Quando falas da Mulher em concreto, lembra-te que não és Mulher e que cada mulher, como cada indivíduo com as suas características substanciais, corpóreas, de sensibilidade e de carácter, é, em certos momentos, o Universo inteiro. Por isso, cada cabeça, cada sentença. Sim, senhor, até a sentença dos médicos que são entusiasmados a dar vida e não dar morte. Como o bombeiro que até sabe atear fogos com mestria para limpar o terreno e impedir a propagação de um Fogo, mas não é esse o seu "mistério", atear fogos. O mistério da Mulher é dar Vida, que cresce dentro de si, um mistério que nem tu, nem eu, sabemos.
Dizes que isto é uma questão de Justiça social( chamas-lhe Saúde Pública). Olha que já vai sendo tempo de perceberes que isso da "sociedade", somos também nós, somos nós dentro de nós mesmos, às vezes quando somos o Universo inteiro. Deixa a Lei exprimir um pouco a Natureza, que, sendo um conceito subjectivo e histórico, é de certeza mais lento a evoluir que os nossos repentes, apetites e decisões. Deixa a questão do "Aborto" para o perdão e para a compreensão, faz dele uma excepção à Lei, não faças dele a Lei. Sim, o que te digo é que a Lei não é inteiramente algo na nossa mão, como não o é o Passado, como não é a Montanha, o Clima ou o Rio.
O mal deste debate é que se vulgariza algo que é profundamente pessoal. Até dizem pessoas mais habituadas a este debate lá fora e que são claramente pelo não, que o debate é importante porque desperta as pessoas para a consciencialização do Sexo e da Gravidez. Ora eu acho que não, eu acho que se devem deixar certas coisas na intimidade das pessoas. Por isso, termino com uma história real. Eu não vou votar mas vi num balcão uma mulher de meia idade, na minha Junta de Freguesia, que perguntava se podia votar por correspondência, pois não podia estar presente em Fevereiro. Porquê? Ia para fora por razões de saúde. E podia-se ver que ela estava doente. Disseram-lhe que não. Estive para lhe dizer. minha senhora, eu voto por si. Diga-me o sentido do seu voto e votarei como quiser.
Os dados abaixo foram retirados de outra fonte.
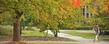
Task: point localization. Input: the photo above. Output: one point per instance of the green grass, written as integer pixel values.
(85, 34)
(55, 42)
(32, 33)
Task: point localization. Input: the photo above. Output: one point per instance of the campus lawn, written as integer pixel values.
(32, 33)
(82, 33)
(89, 34)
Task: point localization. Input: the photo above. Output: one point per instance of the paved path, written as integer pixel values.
(81, 39)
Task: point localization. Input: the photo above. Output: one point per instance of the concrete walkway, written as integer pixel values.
(82, 40)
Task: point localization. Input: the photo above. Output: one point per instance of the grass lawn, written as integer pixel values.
(86, 34)
(83, 33)
(32, 33)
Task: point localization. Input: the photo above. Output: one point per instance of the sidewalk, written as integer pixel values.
(82, 40)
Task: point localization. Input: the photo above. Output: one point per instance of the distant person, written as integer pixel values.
(96, 28)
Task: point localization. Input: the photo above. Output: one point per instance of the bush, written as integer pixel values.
(5, 31)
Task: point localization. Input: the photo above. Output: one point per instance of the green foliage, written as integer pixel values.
(5, 30)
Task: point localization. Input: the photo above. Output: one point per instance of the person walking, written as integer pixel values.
(96, 29)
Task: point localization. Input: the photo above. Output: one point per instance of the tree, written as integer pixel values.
(19, 8)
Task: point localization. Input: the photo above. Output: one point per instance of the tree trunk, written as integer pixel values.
(16, 26)
(56, 34)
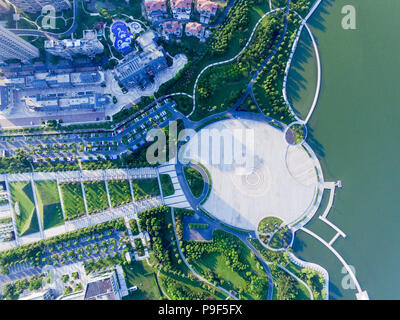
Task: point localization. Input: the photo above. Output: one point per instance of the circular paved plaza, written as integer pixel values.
(254, 172)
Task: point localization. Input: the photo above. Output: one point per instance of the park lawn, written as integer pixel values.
(145, 188)
(96, 196)
(49, 203)
(266, 225)
(248, 105)
(186, 83)
(167, 185)
(302, 292)
(74, 205)
(194, 180)
(233, 280)
(120, 192)
(140, 274)
(187, 285)
(173, 248)
(22, 193)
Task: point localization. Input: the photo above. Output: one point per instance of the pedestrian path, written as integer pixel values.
(361, 295)
(178, 199)
(315, 267)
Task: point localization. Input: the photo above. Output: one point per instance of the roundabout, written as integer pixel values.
(278, 179)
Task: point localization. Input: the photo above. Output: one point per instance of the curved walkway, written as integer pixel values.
(312, 266)
(31, 32)
(189, 266)
(352, 275)
(288, 65)
(226, 61)
(299, 280)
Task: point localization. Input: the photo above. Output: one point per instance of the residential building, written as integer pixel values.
(57, 102)
(156, 9)
(14, 47)
(46, 80)
(194, 29)
(46, 294)
(181, 9)
(89, 45)
(140, 67)
(172, 28)
(4, 7)
(207, 9)
(34, 6)
(103, 288)
(6, 95)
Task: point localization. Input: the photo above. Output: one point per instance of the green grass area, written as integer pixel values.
(120, 192)
(281, 239)
(269, 224)
(199, 54)
(221, 86)
(188, 288)
(23, 202)
(49, 205)
(166, 185)
(134, 227)
(268, 87)
(96, 196)
(194, 180)
(145, 188)
(228, 262)
(248, 105)
(74, 206)
(184, 104)
(198, 226)
(140, 274)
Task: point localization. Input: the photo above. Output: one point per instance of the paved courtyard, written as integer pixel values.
(279, 180)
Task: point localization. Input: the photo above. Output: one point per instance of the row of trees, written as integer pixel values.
(223, 243)
(33, 252)
(237, 20)
(12, 291)
(273, 74)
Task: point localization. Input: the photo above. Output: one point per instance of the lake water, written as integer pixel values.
(356, 133)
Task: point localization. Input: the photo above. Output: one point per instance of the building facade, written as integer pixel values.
(89, 45)
(14, 47)
(34, 6)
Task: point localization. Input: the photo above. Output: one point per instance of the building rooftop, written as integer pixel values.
(182, 4)
(171, 26)
(194, 28)
(206, 5)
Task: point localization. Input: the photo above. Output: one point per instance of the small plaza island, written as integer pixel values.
(281, 181)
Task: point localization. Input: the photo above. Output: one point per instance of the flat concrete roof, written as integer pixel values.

Pode ser que me enganasse muito, mas ela votaria não. E talvez não. Talvez votasse sim...
É assim que devemos votar. Pelos outros, pela Humanidade, como um Hussein perante a Morte, sózinho perante Deus é a Humanidade inteira.
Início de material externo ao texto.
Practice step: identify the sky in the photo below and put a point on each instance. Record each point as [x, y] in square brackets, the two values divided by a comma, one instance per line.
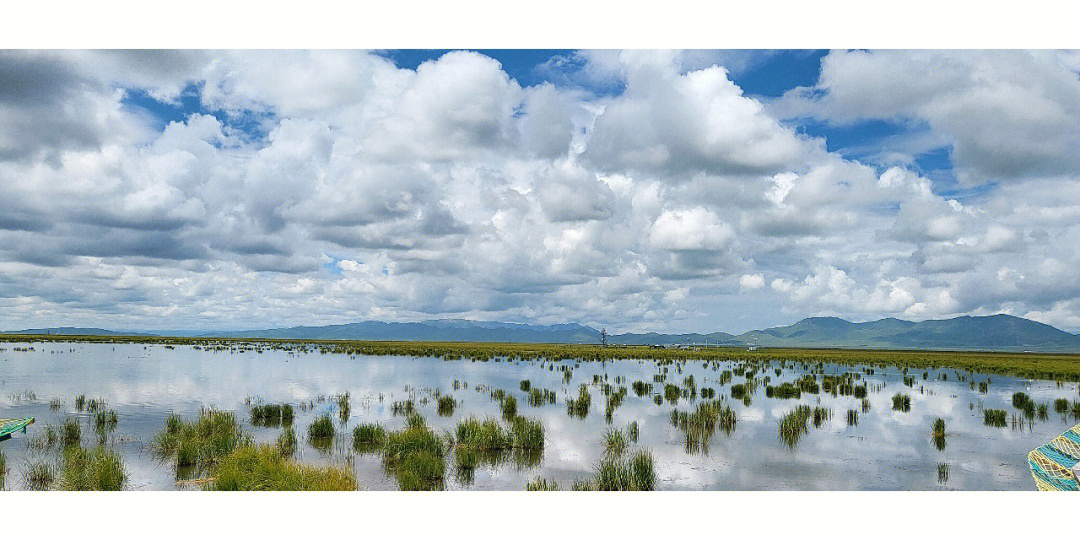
[634, 190]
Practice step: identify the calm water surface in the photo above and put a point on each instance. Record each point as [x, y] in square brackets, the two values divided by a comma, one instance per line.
[887, 449]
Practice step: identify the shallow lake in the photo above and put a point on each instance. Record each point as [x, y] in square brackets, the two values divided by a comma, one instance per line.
[886, 449]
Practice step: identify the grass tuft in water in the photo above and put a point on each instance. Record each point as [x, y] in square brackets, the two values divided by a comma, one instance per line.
[262, 468]
[636, 473]
[541, 484]
[70, 432]
[95, 470]
[579, 407]
[321, 431]
[201, 443]
[414, 456]
[39, 475]
[367, 437]
[446, 405]
[995, 417]
[286, 442]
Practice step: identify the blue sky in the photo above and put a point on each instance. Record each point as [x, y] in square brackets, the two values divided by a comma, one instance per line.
[764, 75]
[637, 190]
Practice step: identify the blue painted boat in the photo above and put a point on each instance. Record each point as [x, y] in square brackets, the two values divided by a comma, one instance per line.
[9, 426]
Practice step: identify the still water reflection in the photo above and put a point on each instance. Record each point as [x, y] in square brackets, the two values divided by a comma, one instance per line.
[883, 449]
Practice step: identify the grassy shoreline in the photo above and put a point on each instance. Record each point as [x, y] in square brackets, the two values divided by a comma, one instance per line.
[1048, 366]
Votar pelos outros como se fosse eu. Não votar pelos outros como se eles fossem eu.
Assim o fizeram o Padre Kolbe e o Santo Teresio Olivelli, santo dos Alpini, fascista primeiro, partiggiani depois. Sempre santo.
André
A sondagem que apareceu no "Público" de ontem, embora valendo o que vale, é animadora.
ResponderEliminarTambém vi essa sondagem. Mas é curioso que a percentagem daqueles que admitem o aborto por simples iniciativa da mulher baixa drasticamente, em comparação com os outros motivos constantes da inquirição.